Sur le plan juridique, la désorganisation de l’entreprise est une situation à laquelle les juges refusent de donner une interprétation extensive. Il faut une véritable mise en péril de l’existence de l’entreprise.
Il a été considéré que le fait que l’exploitation de l’entreprise soit devenue plus onéreuse ne suffit pas à caractériser un abus de droit, à moins que les difficultés financières auxquelles se trouve confrontée l’entreprise du fait de la grève soient de nature à compromettre son existence. [19]
Aussi, la désorganisation de l’entreprise peut se caractériser par la perte de clients. Il a été jugé que des arrêts successifs de travail qui ont provoqué seulement une désorganisation de la production tandis que l’entreprise, qui n’a pas perdu sa clientèle, n’a pas été désorganisée ne permettent pas de caractériser un abus [20]
Par ailleurs, la désorganisation doit être manifeste et anormale. Il a été jugé que s’agissant de salariés ayant observé un arrêt de travail d’un quart d’heure toutes les heures pendant dix jours, la cour d’appel a constaté à bon droit, après avoir constaté qu’aucune désorganisation manifeste et anormale n’avait résulté de ce mouvement, que les salariés n’avaient fait qu’exercer le droit de grève. [21]
Cette jurisprudence concerne une grève courte sans incidence majeure. Elle ne peut donc s’appliquer à la grève de l’intersyndicale des cheminots de la SNCF, qui concerne plusieurs arrêts de travail en cascade de deux jours sur cinq pendant trois mois, voire plus. L’originalité du mouvement drastique, la longueur et la volonté affichée de faire plier le Gouvernement pour qu’il renonce à la réforme ferroviaire sont des éléments exprimant la désorganisation de l’ensemble des transports, et non la simple production, une volonté de nuire à l’entreprise au regard d’une réforme de l’entreprise, qui se veut juste pour redonner une stabilité économique, financière et mieux faire face à la concurrence.

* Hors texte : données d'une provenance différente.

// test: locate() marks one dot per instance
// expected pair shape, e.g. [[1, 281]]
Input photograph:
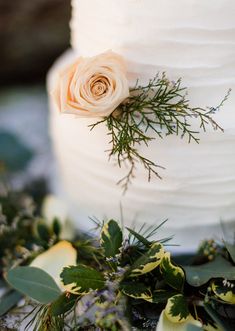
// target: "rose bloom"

En outre, face à la longueur de la grève, ce mouvement demande une réorganisation complète du transport ferroviaire en essayant d’impacter le moins les clients. L’entreprise peut donc perdre ses clients, dont la perte reste à prouver. En effet, ces derniers peuvent se tourner vers des alternatives au transport ferroviaire, des moyens de transports via des plateformes comme le covoiturage ou Uber, ou encore la mise en place du télétravail entre l’employeur et le salarié afin de limiter les déplacements en transport.
En conséquence, la grève est un droit mais qui n’est pas absolu. La limite à ne pas franchir est l’abus de droit par la désorganisation de l’entreprise ou la volonté de nuire à sa situation économique.
Discussion en cours :
Selon vous,"cette réforme n’est malheureusement pas au goût de tous et l’intersyndicale des cheminots de la SNCF a opté pour un mouvement original de grève, à la fois drastique et pénible".
Dans le cas présent, il n’y a aucune désorganisation de l’entreprise qui a continué à fonctionner.
Donc la grève est licite.
Arrêt de la Cour de cassation du 25 janvier 2011, n° 09-69030 : Vu l’alinéa 7 du préambule de la Constitution du 27 octobre 1946, Attendu que des arrêts de travail courts et répétés, quelque dommageables qu’ils soient pour la production, ne peuvent, en principe, être considérés comme un exercice illicite du droit de grève.
D’autre part vous prenez pour argent comptant les motifs de la réforme gouvernementale sur la SNCF : il convient d’avoir un esprit critique qui permet de discerner les motifs sérieux de ceux qui le sont moins.